There are the expected anachronisms of course, of the sort which no modern film set in the past could now be expected to avoid, annoying though they are all the same: designer stubble, men walking about in the rain without hats, characters suggesting they “get the hell out” of places, and ugly modern metaphor-speak (Daniel Radcliffe’s boss urges greater commitment from his employee on the grounds that they “don’t carry passengers”).
And Radcliffe is too young; there’s no point pretending he isn’t. But neither would it be right not to add that, given that initial handicap, he delivers an excellent performance that does everything possible to make you forget, or at least excuse, his fundamental unsuitability for the role. His commitment and intensity cannot be faulted – his facial acting alone has to carry a good fifty percent of the film – and if he never quite convinces us he’s a widowed lawyer with a four year old son, well… Julie Ege wasn’t my mind’s idea of an Edwardian feminist adventuress in Legend of the Seven Golden Vampires, and I can’t say that worried me unduly either. These are precisely the kind of eccentricities that Hammer must be allowed.
The rest of the film? Well, it’s not especially original and it’s not especially ambitious, so hyperbole would sit ill on its frail shoulders. But in terms of the limits it sets for itself, there's not much wrong with it at all. Even rendered in tacky digital format, the art direction is astounding, the photography is rich, the locations are beautifully atmospheric. (Did you not dream of seeing a Hammer character making his way up and down a baroque staircase left of frame again? Dream no more!) At least two of the big scare moments work better than anything comparable in any of the similar films to which this has been compared, and the lingering sense of dread that strings them together is better yet. There’s even a slightly sappy ending that, a meaningless close on the Woman in Black’s face notwithstanding, honours the original Hammer’s commitment to ultimately restored order, even to restored order within a framework of Christian dogmatics.

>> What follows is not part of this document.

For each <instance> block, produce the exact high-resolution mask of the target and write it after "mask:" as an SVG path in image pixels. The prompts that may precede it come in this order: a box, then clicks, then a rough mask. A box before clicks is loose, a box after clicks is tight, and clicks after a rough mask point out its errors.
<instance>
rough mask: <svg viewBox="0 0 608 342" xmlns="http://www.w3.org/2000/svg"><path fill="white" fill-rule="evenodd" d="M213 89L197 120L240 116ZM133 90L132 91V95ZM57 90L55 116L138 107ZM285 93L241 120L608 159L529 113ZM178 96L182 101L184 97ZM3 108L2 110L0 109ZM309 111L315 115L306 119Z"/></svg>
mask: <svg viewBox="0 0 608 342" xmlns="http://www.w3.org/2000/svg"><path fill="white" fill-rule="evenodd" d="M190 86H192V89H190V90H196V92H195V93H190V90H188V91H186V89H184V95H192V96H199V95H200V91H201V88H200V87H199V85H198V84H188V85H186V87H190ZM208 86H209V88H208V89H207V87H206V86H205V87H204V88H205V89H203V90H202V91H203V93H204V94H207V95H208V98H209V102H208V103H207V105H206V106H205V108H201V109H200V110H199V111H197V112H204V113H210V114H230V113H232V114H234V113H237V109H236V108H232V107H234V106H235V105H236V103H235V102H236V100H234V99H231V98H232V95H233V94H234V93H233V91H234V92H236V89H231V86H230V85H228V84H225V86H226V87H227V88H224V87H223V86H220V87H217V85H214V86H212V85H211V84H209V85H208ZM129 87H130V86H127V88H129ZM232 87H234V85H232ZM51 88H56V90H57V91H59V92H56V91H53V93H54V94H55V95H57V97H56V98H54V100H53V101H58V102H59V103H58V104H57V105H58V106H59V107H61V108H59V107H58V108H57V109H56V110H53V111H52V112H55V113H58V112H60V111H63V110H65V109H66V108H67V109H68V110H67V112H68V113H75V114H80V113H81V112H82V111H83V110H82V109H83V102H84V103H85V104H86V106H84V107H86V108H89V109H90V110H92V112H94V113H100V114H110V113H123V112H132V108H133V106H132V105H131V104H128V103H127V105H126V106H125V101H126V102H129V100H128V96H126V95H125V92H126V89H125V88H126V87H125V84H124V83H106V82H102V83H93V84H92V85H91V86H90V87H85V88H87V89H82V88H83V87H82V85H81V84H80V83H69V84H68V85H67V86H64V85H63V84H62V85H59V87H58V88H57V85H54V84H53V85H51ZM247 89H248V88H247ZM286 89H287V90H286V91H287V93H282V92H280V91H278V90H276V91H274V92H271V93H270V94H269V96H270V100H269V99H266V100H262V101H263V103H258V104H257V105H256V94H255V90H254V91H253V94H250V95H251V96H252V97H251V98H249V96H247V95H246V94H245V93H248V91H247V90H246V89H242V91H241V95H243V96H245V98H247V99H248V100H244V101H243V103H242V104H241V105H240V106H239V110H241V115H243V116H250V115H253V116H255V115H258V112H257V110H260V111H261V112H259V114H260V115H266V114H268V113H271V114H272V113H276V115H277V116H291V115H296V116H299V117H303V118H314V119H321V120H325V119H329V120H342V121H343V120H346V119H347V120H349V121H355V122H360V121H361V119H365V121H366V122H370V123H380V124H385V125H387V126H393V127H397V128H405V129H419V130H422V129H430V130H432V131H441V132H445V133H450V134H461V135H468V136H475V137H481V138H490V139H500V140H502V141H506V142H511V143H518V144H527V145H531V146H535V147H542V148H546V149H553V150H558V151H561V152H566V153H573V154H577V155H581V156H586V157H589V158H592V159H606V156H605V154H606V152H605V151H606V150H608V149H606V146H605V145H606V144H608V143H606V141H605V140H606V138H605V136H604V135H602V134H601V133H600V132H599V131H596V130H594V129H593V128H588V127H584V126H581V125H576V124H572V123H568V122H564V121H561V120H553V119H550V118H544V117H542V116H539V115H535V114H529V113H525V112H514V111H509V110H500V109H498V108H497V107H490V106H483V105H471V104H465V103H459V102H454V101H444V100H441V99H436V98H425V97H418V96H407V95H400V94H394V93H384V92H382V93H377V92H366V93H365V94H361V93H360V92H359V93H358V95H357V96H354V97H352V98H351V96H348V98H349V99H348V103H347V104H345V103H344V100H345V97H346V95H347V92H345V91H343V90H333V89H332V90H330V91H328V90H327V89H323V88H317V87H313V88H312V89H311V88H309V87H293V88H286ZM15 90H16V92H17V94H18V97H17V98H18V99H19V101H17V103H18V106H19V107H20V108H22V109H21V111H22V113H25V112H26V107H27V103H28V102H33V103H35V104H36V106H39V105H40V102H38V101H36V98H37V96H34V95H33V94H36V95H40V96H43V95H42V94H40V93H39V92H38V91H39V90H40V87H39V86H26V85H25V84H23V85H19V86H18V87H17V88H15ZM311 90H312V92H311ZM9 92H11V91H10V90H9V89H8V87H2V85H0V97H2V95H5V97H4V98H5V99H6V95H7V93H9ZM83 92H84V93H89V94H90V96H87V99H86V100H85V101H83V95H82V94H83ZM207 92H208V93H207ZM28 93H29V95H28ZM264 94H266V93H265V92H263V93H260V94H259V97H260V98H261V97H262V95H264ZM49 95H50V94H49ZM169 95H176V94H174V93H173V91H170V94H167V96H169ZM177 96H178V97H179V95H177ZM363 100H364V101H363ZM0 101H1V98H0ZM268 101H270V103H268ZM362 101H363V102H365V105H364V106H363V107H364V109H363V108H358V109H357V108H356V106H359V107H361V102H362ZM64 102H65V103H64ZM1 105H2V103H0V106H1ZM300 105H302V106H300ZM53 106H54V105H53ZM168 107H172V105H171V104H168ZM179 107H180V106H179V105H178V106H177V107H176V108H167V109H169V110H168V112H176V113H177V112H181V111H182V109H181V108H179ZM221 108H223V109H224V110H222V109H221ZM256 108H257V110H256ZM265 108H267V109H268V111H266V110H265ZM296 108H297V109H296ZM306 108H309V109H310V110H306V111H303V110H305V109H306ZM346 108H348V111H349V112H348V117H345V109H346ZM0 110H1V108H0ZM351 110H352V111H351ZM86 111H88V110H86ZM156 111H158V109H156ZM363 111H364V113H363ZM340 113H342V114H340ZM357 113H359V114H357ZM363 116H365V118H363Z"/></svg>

I liked the casting, too, which seemed to me chosen by the classic Hammer method: an attention-catcher in front, sturdy support from traditional talent (Ciaran Hinds is rock solid) and a fine third-row of well-chosen rhubarbers (David Burke, probably tv’s best ever Dr Watson, gets a line or two as the village bobby; Victor McGuire gets one as an anguished father). It’s good to see them, and they have the feel of a new Hammer repertory. If any of them showed up again in the next one it would be wonderful. It is in such matters as these that the true Hammer flavour can most usefully be recalled.
What the studio really needs is an overarching identity that links its new films to each other, rather than something that links any of them to the past.